In his first book, Tattoos on the Heart: The Power of Boundless Compassion, Gregory Boyle introduced us to Homeboy Industries, the largest gang-intervention program in the world. Critics hailed that book as an astounding literary and spiritual feat (Publishers Weekly) that is destined to become a classic of both urban reportage and contemporary spirituality (Los Angeles Times). Now, after the successful expansion of Homeboy Industries, Boyle returns with Barking to the Choir to reveal how compassion is transforming the lives of gang members.
In a nation deeply divided and plagued by poverty and violence, Barking to the Choir offers a snapshot into the challenges and joys of life on the margins. Sergio, arrested at age nine, in a gang by age twelve, and serving time shortly thereafter, now works with the substance-abuse team at Homeboy to help others find sobriety. Jamal, abandoned by his family when he tried to attend school at age seven, gradually finds forgiveness for his schizophrenic mother. New father Cuco, who never knew his own dad, thinks of a daily adventure on which to take his four-year-old son.

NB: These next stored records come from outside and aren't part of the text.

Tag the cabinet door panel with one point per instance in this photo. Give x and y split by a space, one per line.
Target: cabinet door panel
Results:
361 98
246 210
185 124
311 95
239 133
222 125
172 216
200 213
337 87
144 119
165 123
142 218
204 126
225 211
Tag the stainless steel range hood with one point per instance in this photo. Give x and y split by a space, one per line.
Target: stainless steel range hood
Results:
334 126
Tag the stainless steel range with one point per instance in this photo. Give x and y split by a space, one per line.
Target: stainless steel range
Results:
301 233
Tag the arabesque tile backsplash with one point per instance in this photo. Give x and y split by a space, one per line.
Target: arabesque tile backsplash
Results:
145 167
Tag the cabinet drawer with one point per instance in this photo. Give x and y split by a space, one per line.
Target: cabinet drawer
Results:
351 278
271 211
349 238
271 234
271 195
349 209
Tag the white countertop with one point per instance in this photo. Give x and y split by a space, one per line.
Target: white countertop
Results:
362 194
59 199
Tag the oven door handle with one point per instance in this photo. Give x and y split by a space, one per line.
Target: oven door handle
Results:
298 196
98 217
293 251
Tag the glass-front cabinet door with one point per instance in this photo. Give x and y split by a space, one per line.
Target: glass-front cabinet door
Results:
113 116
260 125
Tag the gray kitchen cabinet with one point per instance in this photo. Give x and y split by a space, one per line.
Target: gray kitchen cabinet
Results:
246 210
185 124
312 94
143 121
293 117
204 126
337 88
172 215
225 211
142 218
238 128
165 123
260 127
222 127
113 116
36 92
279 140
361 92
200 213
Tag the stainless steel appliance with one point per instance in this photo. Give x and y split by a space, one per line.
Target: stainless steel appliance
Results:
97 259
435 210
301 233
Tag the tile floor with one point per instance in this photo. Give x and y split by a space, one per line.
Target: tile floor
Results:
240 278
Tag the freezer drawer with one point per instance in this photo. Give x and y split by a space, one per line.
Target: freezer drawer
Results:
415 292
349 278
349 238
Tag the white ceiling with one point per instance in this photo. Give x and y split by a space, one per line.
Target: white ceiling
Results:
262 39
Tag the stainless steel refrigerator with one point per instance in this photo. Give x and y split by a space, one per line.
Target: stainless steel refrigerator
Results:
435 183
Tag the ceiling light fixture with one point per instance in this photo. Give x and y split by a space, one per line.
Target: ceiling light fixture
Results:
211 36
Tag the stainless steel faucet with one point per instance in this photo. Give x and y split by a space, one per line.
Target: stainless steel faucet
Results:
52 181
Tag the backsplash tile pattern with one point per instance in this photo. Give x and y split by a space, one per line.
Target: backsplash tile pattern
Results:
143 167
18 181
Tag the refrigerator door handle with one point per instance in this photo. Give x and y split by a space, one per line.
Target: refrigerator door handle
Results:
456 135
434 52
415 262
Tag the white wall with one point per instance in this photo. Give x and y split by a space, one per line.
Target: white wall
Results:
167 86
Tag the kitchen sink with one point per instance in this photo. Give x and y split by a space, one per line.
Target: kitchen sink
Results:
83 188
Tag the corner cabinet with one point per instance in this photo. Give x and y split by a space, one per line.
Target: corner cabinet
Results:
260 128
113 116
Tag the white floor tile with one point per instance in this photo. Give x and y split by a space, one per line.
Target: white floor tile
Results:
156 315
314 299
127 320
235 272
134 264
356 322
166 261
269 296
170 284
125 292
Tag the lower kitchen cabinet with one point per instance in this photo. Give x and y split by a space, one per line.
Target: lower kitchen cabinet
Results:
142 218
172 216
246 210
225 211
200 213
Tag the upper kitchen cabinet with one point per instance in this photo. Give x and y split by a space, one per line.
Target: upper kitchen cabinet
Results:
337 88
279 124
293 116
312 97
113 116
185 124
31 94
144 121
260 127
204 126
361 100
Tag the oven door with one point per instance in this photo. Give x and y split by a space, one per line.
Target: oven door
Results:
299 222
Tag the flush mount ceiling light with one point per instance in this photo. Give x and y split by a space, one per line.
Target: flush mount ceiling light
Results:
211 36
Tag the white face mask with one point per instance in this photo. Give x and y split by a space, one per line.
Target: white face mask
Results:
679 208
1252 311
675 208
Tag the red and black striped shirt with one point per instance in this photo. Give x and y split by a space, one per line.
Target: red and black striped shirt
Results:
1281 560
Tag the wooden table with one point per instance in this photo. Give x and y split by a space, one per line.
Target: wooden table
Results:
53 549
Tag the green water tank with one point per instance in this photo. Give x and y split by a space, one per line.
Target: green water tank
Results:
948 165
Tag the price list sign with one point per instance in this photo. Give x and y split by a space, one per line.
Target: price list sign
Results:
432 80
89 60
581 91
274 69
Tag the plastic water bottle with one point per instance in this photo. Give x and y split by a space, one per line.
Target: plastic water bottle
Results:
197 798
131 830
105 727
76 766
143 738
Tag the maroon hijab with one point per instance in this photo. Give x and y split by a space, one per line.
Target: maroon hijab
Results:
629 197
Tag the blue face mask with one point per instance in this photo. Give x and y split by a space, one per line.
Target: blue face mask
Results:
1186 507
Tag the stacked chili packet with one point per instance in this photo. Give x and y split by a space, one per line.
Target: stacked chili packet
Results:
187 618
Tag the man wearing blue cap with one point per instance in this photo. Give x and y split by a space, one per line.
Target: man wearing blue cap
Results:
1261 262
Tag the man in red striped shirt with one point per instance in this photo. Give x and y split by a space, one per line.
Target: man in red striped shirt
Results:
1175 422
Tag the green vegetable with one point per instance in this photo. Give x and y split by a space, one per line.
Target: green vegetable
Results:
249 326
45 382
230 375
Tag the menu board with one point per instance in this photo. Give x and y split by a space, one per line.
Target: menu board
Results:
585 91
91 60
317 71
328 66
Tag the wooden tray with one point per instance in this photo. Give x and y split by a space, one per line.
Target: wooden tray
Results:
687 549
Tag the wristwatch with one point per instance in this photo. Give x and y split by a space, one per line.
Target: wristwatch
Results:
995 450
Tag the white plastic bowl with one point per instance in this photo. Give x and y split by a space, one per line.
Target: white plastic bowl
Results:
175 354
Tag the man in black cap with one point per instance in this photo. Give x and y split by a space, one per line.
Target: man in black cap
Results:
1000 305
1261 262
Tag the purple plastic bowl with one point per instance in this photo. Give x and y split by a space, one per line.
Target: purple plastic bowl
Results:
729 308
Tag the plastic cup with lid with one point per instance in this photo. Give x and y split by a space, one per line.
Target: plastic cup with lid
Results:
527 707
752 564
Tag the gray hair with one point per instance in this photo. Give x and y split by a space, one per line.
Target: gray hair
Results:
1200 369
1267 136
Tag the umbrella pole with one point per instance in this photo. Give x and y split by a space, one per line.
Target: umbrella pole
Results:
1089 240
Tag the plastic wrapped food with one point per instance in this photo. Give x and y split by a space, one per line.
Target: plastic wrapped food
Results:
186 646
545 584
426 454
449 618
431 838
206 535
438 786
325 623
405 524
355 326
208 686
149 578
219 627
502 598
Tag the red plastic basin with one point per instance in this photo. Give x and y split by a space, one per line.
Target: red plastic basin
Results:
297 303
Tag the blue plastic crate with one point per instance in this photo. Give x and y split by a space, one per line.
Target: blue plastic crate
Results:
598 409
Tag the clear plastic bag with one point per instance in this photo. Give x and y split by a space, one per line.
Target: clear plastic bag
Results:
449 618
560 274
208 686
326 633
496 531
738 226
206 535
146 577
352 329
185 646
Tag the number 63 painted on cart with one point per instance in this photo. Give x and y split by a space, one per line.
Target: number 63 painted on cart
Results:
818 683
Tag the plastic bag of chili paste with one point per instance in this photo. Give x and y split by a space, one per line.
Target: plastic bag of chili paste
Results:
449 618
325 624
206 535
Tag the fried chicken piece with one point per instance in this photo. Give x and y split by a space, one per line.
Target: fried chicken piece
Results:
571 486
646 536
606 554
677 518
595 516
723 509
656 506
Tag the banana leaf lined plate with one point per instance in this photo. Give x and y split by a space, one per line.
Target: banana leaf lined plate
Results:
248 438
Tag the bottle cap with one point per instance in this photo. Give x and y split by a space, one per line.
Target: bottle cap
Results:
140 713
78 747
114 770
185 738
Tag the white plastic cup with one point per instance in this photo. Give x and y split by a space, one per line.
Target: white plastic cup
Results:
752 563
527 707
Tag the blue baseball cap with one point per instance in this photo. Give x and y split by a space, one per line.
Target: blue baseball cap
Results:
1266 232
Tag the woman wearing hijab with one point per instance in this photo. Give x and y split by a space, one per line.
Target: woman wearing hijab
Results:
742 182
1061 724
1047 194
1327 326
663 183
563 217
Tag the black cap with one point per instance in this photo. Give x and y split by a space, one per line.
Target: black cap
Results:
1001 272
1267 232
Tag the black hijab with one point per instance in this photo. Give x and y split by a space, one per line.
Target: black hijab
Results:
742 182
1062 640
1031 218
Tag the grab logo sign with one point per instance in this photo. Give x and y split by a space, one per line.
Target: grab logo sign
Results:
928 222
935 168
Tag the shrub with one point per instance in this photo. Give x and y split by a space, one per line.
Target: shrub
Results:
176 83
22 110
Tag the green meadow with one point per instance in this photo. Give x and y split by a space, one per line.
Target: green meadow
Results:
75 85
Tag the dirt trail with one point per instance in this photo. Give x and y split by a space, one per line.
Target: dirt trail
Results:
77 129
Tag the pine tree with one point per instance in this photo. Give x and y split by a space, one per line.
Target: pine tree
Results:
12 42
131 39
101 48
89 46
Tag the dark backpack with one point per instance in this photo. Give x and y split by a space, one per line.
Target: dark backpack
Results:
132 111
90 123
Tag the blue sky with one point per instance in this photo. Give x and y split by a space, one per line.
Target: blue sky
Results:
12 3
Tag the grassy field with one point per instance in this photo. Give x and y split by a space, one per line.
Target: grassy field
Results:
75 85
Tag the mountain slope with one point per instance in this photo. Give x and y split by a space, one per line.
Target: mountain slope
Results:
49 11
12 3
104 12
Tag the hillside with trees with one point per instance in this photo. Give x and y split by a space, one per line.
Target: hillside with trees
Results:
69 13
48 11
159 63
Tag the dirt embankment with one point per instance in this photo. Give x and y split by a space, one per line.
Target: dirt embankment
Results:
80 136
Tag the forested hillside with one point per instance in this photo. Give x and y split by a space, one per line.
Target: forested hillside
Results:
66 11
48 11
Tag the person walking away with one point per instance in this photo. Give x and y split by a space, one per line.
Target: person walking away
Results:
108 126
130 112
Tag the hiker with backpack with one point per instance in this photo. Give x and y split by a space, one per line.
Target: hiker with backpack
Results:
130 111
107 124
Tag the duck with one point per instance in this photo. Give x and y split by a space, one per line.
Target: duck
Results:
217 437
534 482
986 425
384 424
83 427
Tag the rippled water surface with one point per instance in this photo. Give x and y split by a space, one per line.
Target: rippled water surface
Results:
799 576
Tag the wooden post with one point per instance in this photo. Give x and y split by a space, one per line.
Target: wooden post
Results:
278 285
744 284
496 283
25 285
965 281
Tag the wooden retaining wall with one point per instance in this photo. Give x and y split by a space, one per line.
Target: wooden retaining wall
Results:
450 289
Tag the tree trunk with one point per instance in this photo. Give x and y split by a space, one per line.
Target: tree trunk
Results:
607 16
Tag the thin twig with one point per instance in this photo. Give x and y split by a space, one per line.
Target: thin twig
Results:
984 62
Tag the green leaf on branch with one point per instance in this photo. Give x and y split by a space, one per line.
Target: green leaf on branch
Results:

These former gang members uplift the soul and reveal how bright life can be when filled with unconditional love and kindness.
This book is guaranteed to shake up our ideas about God and about people with a glimpse at a world defined by more compassion and fewer barriers. Gently and humorously, Barking to the Choir invites us to find kinship with one another and re-convinces us all of our own goodness.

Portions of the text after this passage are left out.